Many years ago, soon after Bill Gates purchased the Lester Codex for sixty million dollars, he lent it to the NY Museum of Natural History for a public exhibition. The codex was presented together with interactive Microsoft software that let you interactively explore its contents. Not surprisingly, the software was for sale.

That exhibit, which was wonderful, helped the public to experience the greatness of Leonardo the scientist.

Soon after, Gates lent the Lester Codex to the Metropolitan Museum of Art.
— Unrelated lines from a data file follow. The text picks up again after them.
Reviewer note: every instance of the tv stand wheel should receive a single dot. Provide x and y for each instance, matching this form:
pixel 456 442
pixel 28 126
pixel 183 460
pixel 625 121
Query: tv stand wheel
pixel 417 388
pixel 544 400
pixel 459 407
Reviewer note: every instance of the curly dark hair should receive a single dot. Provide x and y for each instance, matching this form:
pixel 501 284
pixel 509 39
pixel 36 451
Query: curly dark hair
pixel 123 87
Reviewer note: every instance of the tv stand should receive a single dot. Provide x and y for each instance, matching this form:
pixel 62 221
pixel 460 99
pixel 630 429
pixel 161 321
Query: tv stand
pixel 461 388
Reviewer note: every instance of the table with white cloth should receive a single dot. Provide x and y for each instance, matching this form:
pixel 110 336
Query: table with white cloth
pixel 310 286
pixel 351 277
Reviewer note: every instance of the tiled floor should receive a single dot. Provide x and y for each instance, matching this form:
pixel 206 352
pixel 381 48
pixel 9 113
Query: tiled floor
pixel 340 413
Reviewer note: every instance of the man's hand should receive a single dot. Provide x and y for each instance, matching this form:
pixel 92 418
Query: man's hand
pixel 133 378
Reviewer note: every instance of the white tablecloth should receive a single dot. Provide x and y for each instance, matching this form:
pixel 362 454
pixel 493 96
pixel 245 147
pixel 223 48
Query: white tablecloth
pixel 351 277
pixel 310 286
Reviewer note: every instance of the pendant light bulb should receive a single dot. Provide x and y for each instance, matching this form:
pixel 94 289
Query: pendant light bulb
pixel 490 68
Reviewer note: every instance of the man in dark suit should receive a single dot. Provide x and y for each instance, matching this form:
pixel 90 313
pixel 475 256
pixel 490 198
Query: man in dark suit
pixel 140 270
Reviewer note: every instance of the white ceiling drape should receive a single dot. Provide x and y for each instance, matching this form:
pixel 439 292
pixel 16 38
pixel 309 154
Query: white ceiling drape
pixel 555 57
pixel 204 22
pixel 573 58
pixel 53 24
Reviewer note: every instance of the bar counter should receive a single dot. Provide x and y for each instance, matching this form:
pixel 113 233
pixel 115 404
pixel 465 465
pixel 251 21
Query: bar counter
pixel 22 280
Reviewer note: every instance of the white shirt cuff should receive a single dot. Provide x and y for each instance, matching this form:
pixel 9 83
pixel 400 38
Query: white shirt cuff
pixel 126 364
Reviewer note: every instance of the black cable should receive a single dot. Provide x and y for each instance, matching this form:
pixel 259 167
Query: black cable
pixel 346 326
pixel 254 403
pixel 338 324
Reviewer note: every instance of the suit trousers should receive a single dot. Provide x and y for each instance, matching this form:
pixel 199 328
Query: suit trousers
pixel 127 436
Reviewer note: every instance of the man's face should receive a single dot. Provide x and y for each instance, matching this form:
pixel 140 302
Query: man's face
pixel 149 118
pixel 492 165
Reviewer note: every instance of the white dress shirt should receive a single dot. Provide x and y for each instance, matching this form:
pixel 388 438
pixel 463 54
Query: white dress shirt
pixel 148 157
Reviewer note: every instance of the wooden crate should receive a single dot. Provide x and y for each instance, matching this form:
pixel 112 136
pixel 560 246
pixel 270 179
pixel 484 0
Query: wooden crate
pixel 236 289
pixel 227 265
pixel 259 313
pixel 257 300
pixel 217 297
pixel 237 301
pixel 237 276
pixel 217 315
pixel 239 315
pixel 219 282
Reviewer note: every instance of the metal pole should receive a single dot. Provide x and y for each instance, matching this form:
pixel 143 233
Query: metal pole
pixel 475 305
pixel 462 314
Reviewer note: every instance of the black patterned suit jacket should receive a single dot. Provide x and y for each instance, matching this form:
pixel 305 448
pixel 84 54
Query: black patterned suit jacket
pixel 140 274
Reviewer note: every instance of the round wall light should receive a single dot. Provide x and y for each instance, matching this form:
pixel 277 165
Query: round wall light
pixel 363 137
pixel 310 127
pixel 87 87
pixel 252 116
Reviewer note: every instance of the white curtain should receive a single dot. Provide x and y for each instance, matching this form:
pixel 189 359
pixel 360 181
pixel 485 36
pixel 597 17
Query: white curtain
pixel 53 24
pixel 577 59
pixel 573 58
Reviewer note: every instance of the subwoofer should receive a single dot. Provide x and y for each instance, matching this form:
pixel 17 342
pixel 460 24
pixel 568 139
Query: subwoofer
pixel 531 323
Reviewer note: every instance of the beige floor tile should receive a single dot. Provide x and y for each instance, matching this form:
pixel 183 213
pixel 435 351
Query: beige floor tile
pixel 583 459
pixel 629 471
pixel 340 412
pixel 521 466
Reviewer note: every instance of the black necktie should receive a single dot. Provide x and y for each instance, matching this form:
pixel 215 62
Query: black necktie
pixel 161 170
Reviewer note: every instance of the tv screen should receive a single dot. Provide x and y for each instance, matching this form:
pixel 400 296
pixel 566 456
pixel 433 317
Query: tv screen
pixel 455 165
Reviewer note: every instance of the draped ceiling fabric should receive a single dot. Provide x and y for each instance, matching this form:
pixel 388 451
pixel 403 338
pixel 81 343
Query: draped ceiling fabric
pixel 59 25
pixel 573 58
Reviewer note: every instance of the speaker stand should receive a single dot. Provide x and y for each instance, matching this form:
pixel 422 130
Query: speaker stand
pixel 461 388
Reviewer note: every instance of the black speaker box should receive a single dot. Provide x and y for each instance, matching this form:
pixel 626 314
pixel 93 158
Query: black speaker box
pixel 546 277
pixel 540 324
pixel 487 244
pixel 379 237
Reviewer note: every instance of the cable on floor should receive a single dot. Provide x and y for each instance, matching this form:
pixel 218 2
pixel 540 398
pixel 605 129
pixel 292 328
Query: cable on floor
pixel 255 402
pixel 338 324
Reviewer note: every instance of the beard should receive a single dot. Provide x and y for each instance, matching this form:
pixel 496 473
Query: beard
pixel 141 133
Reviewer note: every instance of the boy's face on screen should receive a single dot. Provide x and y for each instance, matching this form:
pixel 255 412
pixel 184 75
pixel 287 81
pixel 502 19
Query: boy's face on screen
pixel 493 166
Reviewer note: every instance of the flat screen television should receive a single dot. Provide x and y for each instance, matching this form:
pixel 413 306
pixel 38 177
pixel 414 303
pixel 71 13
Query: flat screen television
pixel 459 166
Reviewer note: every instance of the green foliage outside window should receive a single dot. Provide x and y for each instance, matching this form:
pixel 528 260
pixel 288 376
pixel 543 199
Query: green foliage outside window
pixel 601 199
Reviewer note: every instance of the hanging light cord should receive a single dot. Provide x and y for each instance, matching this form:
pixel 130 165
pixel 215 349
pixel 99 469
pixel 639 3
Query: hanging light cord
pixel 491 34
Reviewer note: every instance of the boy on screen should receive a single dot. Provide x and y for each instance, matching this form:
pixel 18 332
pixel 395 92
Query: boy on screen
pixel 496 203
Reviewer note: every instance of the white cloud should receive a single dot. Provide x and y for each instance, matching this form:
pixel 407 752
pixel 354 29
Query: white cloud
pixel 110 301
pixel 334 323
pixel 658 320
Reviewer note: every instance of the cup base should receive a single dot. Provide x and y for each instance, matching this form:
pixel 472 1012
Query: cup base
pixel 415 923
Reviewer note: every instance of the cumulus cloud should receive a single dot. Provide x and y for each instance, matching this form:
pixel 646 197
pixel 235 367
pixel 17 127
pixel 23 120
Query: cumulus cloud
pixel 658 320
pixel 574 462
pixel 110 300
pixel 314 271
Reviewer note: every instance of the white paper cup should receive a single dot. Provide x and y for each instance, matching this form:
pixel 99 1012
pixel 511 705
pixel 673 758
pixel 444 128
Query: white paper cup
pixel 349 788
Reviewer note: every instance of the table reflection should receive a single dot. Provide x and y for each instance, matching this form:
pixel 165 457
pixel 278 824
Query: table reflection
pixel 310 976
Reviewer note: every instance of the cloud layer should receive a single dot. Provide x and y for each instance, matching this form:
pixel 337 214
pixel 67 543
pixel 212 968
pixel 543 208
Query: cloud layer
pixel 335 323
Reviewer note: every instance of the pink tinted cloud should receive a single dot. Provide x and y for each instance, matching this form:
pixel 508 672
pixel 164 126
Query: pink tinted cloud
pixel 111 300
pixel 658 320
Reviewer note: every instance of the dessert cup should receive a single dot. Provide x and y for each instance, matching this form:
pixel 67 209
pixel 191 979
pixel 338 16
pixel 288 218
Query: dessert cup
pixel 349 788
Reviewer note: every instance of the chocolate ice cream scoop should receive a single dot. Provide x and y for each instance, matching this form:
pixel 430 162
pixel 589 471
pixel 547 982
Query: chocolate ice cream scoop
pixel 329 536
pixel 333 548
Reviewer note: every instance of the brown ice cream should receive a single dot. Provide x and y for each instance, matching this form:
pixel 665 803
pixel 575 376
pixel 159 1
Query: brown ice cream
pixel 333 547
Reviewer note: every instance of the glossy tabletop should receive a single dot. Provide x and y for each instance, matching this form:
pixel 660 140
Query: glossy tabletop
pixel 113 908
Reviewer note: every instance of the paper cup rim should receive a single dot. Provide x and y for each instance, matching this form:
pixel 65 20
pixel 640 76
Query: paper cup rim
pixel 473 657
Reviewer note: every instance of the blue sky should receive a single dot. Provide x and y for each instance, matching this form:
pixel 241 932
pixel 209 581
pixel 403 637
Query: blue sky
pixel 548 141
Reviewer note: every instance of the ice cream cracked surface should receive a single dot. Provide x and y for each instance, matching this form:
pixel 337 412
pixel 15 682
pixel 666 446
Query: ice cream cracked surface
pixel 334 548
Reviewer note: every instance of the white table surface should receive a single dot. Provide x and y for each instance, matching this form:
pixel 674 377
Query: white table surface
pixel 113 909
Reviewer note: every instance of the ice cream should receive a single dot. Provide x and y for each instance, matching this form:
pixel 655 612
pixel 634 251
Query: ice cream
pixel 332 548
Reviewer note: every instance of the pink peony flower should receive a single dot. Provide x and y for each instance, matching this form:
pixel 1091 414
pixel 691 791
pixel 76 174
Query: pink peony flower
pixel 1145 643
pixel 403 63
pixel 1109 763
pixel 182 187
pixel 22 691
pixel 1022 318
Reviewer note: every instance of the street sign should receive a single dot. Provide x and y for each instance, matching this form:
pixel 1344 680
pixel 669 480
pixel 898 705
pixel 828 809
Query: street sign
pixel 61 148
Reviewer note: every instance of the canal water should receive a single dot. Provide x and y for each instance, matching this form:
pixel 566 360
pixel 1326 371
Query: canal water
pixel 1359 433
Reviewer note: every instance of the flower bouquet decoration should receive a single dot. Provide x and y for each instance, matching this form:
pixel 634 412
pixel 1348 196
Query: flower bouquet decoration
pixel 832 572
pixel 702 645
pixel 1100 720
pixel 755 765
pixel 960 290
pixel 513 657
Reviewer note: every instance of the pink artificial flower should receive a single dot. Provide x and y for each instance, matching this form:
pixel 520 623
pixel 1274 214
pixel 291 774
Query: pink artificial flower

The curators of that worthy museum put on a public exhibition in which they placed the codex in the context of many other works of art by Leonardo.

That exhibit, which was wonderful, helped the public to experience the greatness of Leonardo the artist.

I saw both exhibitions, and was struck by the implicit war at play. Two of our city’s greatest temples of culture — sitting across each other on opposite sides of Central Park — seemed to be fighting over the meaning of Leonardo’s life and work.

I also saw that this is far from a new battle. In the second exhibition, there was a letter written by an important personage of the day, which the museum curators helpfully translated from the Italian. He was complaining that Leonardo was wasting time in the frivolous pursuit of science, when he could have been spending more time on something actually important — making more paintings.

As C.P. Snow observed in his brilliant essay The Two Cultures, none of this should come as a surprise.